What happened after CNN invited author Jake Halpern to discuss “Fame Junkies,” his book on America’s deleterious obsession with celebrity? Halpern tells the story in today’s Wall Street Journal:
[I]t was certainly a delightful irony when, upon my arrival, I was told that my segment had been canceled due to breaking news. “Oh,” I said, “What happened?” The technician replied, “Didn’t you hear, Britney Spears just lost custody of her kids?”
Halpern goes on to lay out some familiar sounding, but nonetheless disheartening, statistics: in 2004, network news gave five times more coverage to Martha Stewart than Darfur; on the day he was bumped, CNN’s Britney to Iraq coverage ratio was three to one.
Enough already. While networks may get ratings spikes by flooding the Britney zone, as Curtis wrote last month, producers and reporters must inform and educate on issues of public relevance, especially since the public’s interests tend to follow news coverage. It’s time to remember that we viewers are not just consumers. We’re citizens.

Not to mention we're sick of hearing about them. Perhaps I don't speak for everyone but I personally would be just fine if I never heard another tidbit about Brittany, Paris or Lindsey.
"The only thing worse than people talking about you is people not talking about you." - Oscar Wilde
Posted by AhmNee
on Thu 4 Oct 2007 at 03:33 PM
I know network news would draw more attention from a sophisticated audience if it didn't pander to the Jerry Springer audience. The idea behind media content is to lure the uneducated and gullible, because this increases the value of advertising space.
Uneducated people are more susceptible to advertising, and respond to sensationalistic media content with consumption. The more women see other women who look more attractive than they do, the more they buy at the grocery store.

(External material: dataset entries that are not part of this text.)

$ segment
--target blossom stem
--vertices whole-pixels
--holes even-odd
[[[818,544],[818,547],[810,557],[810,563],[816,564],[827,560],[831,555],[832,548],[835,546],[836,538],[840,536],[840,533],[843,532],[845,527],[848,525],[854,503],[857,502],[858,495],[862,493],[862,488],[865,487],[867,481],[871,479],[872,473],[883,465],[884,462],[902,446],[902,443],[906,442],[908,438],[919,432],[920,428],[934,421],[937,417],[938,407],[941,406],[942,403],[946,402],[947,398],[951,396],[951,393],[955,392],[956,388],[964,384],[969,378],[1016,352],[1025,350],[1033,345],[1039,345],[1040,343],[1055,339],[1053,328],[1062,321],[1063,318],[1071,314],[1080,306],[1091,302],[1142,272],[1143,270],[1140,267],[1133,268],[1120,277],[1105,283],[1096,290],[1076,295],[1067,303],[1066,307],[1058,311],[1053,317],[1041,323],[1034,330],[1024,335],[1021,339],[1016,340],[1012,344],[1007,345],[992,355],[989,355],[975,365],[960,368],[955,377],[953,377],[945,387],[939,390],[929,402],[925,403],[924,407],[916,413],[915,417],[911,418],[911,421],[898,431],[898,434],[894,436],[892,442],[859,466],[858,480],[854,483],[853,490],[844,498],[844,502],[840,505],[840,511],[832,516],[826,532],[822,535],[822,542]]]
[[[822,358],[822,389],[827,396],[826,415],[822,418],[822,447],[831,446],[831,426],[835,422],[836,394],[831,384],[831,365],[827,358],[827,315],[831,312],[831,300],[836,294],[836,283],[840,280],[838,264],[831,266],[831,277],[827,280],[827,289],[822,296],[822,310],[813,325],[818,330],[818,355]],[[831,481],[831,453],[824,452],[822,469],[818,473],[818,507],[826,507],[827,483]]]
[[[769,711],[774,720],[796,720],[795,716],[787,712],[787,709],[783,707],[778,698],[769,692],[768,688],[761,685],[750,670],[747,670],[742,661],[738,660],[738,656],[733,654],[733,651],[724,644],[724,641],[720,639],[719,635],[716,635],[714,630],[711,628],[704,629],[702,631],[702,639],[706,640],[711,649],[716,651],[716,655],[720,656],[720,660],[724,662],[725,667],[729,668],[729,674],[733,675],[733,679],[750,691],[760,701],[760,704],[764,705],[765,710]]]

This is an evolutionary artifact, refined through natural selection: A woman who perceives her husband might fall in love with another woman, because she is more beautiful will eat as much as she can to gain fat, so she can survive long enough without a man providing for her to find another man to support her.
This is why female CNN news anchors look like candy coated gumdrops: To induce women to buy cosmetics and food.
The goal of every media outlet is to psychologically drive viewers to consume advertisers' products and services. Depictions of sin are the most effective, while stories about sinful behavior on the news have an air of legitimacy, they drive consumption just as well.
The days of Truth are over. The news is almost fictional. The lives of celebrities are fictional in terms of how much money they are paid for the work they do. People find it easier to pity someone who is wealthy, attractive, and successful than someone who is truly in need. Television is also very safe, because television viewers never need to say anything, or use any skill, they just blindly suck in the slime oozing out of the TV set, and de-evolve into purely instinctual beings that do nothing but watch TV, and use their credit cards as revolving credit accounts, paying the minimum payment, of course.